読み感
  • 曽野 綾子作:完本戒老録
初版本は昭和47年だから25年前に出版され,筆者が42歳の男で言う厄年がスタートになっている。昔であれば,急激に衰えてくる頃であったと思う。この時点から筆者は老いていくにあたって人間はどうあらねばならないのか,老人心得帳とでもいうべきものをこつこつと積み重ねて,徐々に充実していっている。
1項目,1項目の処世訓は,本題に「戒老」とあるように「年老いればすべてが許されると思う人がいる。一種の甘えである。
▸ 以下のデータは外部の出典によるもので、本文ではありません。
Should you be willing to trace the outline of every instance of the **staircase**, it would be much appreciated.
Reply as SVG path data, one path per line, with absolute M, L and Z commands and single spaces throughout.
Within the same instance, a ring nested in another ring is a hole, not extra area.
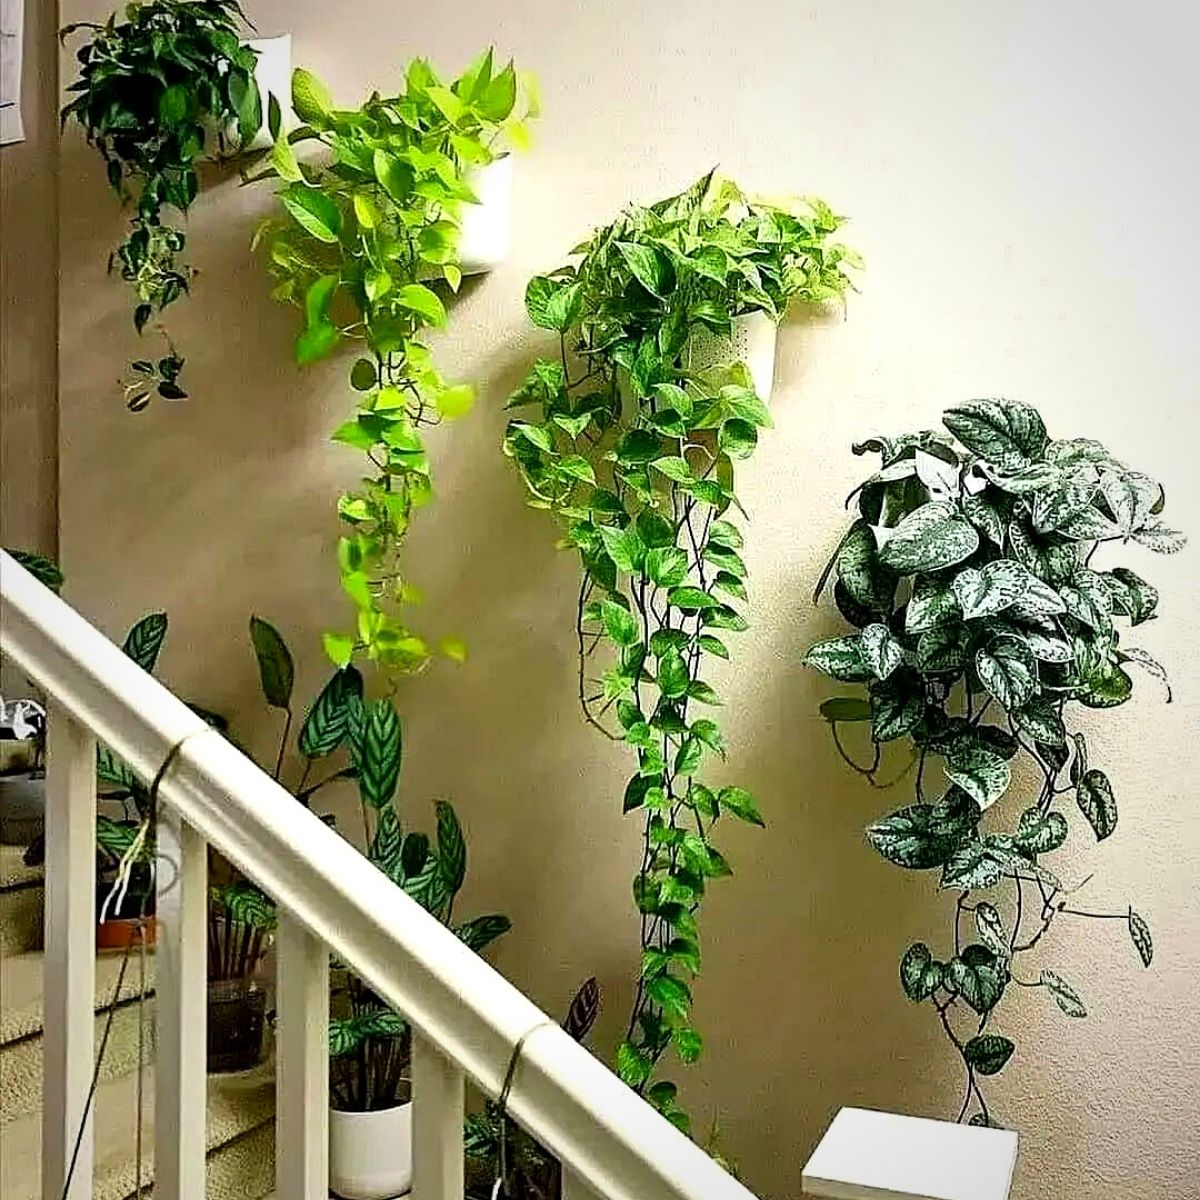
M 42 869 L 21 861 L 23 848 L 0 845 L 0 1196 L 42 1195 L 43 1068 Z M 146 955 L 146 993 L 138 1004 L 140 962 L 130 956 L 114 996 L 122 955 L 96 956 L 95 1042 L 115 1000 L 95 1099 L 96 1200 L 127 1200 L 137 1186 L 138 1042 L 143 1074 L 143 1186 L 153 1181 L 154 953 Z M 205 1191 L 221 1200 L 260 1200 L 275 1185 L 275 1085 L 270 1066 L 210 1076 Z M 146 1192 L 143 1192 L 145 1195 Z

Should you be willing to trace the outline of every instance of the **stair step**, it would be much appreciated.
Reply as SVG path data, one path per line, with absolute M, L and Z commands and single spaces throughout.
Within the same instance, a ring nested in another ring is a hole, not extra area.
M 0 1126 L 42 1103 L 42 969 L 40 952 L 0 959 Z M 107 1020 L 121 971 L 120 954 L 96 958 L 96 1046 Z M 108 1046 L 101 1065 L 101 1079 L 115 1079 L 136 1069 L 138 1064 L 139 959 L 131 956 L 117 997 L 116 1012 L 109 1030 Z M 154 954 L 146 955 L 147 1004 L 143 1051 L 146 1061 L 154 1054 Z
M 144 1078 L 142 1183 L 154 1176 L 154 1072 Z M 129 1200 L 137 1185 L 137 1074 L 96 1090 L 94 1200 Z M 261 1200 L 274 1186 L 275 1084 L 271 1068 L 208 1080 L 206 1195 Z M 152 1194 L 143 1190 L 143 1196 Z M 41 1114 L 27 1113 L 0 1128 L 0 1195 L 41 1196 Z
M 0 958 L 42 945 L 42 868 L 27 867 L 24 854 L 24 846 L 0 846 Z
」等の年を重ねても決して人に甘えていいことではないと,非常に自分自身に厳しくありたいというものがほとんどである。
筆者が老人を何才からとらまえているのかは知らないが,いずれは迎える死について,またそれまでの生き方についていわゆる死生観も多く挿入されている。
特に「生と死は老いの一時期に急に濃密になってくる。それをいかように受けとめるかは個人のたった一人の事業だ。それはうまくやったほうがいいと思うが,うまくやれなかったとて別にどうということはない。
人間の成功と失敗の差は意外なほど小さいと私は思う。」の部分は,人生一人一人がいろいろな生き方をするように,いろいろな死に方がある。どんな死に方をしようがどんな生き方をしようが大差のある物ではないという,達観した考え方に敬服する。
はっきり言えば死んでしまえば何も残らないし,(偉くなると自分の碑や銅像をどうしても残したい人がいるが)残そうとする必要もないと思えば,肩の力がすっと抜けて軽くなってくる感じがする。